It's hard to look at Ta-Nehisi Coates and not conclude he is a sort of pet intellectual of the left, or at least, someone who has the reputation of an intellectual, in much the same way that certain of New York's elite celebrated the radical chic of the Black Panthers. He voices the right sounds: he radiates contempt and anger when talking about whites. In his latest The Atlantic essay, he blames racists for putting Trump into the White House. Trump, he tells us, has one ideology, "white supremacy." (This is not without basis.) "White", to Coates, is an epithet in the same way that "nigger" is. Trump, he hisses, "must be called by his rightful honorific—America’s first white president." Never mind the much more deserving honorees of that title — say, Woodrow Wilson, who oversaw the expansion of Jim Crow to the Federal civil service, or Franklin Roosevelt, whose FHA enshrined redlining into Federal lending practice. Actual policy objections to Barack Obama's administration driving rejection of a second helping (real or imagined) in the form of Hillary Clinton do not enter his equation.
Coates is not especially troubled by the issues raised by actual data, though to his credit he does do some digging there, making the salient point that Trump won the white vote overall.
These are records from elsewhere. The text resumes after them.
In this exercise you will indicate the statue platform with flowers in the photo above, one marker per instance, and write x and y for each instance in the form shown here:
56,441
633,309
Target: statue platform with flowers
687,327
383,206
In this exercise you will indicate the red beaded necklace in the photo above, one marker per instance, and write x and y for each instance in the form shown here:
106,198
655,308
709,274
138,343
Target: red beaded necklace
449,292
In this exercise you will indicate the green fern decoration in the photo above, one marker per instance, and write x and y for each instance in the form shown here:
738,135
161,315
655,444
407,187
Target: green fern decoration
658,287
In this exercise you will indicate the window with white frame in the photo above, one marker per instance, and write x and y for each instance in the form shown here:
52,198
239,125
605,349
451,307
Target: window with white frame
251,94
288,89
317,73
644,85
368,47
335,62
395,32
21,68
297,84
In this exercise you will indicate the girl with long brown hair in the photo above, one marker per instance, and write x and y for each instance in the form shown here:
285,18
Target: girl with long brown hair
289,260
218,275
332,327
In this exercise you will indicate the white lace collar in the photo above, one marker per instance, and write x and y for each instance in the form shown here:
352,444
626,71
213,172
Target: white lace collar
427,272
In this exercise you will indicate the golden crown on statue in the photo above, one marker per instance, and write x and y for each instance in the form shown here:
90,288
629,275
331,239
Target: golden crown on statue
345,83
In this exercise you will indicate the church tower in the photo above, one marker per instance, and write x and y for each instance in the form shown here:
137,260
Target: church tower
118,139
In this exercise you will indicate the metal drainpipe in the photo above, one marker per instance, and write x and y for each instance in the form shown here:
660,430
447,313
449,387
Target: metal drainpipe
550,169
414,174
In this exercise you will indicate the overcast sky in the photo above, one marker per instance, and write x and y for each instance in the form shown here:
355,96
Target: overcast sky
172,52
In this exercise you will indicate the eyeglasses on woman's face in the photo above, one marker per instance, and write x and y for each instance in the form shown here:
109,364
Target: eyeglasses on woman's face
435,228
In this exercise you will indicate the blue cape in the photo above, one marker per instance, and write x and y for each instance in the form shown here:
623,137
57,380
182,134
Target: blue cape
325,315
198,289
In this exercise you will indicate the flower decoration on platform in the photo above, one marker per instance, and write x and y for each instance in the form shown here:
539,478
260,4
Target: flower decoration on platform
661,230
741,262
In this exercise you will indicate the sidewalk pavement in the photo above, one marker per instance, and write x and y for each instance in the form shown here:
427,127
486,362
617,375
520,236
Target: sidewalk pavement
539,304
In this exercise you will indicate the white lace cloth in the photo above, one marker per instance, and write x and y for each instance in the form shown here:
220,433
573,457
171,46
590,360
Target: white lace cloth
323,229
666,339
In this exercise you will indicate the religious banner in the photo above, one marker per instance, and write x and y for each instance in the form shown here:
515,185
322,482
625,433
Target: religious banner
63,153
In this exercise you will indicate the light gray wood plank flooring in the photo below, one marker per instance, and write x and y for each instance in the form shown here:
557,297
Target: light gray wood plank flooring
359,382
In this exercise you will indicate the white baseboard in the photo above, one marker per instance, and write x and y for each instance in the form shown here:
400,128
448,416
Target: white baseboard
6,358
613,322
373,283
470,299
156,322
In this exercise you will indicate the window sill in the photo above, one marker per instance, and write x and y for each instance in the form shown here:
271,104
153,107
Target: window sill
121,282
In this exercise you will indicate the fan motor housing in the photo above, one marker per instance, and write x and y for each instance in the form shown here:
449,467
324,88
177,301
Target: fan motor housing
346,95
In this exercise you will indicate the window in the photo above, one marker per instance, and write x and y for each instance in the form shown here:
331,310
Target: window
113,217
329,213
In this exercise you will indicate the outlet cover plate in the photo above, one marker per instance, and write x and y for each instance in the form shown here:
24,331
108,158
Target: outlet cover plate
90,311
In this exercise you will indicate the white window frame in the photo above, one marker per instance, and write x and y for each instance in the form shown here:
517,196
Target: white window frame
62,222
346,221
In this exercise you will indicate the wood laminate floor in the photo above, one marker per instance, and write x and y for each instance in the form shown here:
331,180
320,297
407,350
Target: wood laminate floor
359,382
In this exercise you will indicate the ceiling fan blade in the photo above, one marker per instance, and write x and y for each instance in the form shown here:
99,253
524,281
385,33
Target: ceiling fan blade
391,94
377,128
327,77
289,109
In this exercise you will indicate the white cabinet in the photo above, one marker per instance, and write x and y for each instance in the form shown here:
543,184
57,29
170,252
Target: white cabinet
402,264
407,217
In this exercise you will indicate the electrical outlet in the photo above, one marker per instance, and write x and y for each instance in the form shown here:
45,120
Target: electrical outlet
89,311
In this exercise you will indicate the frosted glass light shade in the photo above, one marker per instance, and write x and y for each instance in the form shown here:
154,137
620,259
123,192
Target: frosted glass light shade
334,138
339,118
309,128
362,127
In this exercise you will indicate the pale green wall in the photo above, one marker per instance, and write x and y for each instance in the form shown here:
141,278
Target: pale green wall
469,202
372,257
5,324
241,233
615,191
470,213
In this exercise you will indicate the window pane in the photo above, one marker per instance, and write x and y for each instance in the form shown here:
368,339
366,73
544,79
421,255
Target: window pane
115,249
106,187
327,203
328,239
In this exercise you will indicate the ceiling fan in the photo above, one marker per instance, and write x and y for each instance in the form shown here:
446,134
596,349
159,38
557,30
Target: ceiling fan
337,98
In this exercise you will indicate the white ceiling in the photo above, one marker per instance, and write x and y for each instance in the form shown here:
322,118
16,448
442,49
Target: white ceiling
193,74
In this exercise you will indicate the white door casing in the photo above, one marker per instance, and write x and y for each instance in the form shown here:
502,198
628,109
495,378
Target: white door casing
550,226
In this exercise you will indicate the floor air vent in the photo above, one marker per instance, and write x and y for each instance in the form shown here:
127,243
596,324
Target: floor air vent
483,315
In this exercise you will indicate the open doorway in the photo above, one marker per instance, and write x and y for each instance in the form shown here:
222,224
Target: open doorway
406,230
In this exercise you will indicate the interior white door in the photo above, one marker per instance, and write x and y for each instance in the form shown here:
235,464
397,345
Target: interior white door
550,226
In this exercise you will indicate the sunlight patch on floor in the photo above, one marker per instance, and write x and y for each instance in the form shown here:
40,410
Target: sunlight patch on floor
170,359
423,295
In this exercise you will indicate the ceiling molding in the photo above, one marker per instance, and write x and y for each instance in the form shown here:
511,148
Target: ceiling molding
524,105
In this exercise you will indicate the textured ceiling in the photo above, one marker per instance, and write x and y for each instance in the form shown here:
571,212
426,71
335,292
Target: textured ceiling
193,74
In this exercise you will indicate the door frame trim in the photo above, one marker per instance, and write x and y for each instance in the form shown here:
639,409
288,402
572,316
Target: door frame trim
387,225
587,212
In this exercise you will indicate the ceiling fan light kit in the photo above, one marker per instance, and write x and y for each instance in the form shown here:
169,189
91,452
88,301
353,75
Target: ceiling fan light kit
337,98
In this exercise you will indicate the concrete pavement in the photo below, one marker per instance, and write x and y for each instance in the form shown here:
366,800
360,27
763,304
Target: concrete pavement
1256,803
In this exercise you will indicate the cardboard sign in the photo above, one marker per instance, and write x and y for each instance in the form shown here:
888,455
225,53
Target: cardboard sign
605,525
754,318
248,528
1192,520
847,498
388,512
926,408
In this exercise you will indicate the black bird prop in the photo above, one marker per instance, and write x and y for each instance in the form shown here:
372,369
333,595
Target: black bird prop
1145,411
In doing so, he ignores Clinton's many failures as a candidate (which also, ironically, caused blacks to shirk their duties at the polls as well as casting more votes for Trump as a percentage vs. Obama in 2012), or even bothering to look at why whites might have pulled the lever as they did. For actual investigation there, we must retire to Five Thirty Eight, or to the Voter Study Group's survey that identified five large pools of Trump support. In Coates' telling, it was Kristallnacht at the polls. That is to say, Coates has a one-size-fits-all, theological explanation for the election results — white racism — and he intends to use this hammer upon a world he perceives as full of nails.
Yet, as with his widely praised essay on racial reparations, he never quite arrives at the destination he imagines he does. As with that flawed essay, his aim here is not persuasion but the signaling of virtue. He does not, for instance, extend to white voters the same courtesy he does "long-neglected working-class black voters ... rightfully suspicious of a return of Clintonism" of equal (if not more) suspicion in the face of her very explicit embrace of racial and sexual identity politics. In fact, as Pew put it the day after the election, "Trump won white voters by a margin almost identical to that of Mitt Romney, who lost the popular vote to Barack Obama in 2012." So, how did white Americans become racist between 2012 and 2016? In large part, because the Democrats offered the smug, arrogant Hillary Clinton — a horrible, twice-before-failed candidate whose only successful elective experience was a safe Senate seat in solidly blue New York (she beat Republican Rick Fazio by more than 12%). A dreadful public speaker, she expressly rejected the advice of the man she putatively shared a bed with (and the principal political genius of her party). For Coates, anti-Clinton sentiment only satisfies for blacks. It places him solidly in the same ranks as race-baiters like Jesse Jackson, or the even cruder Al Sharpton.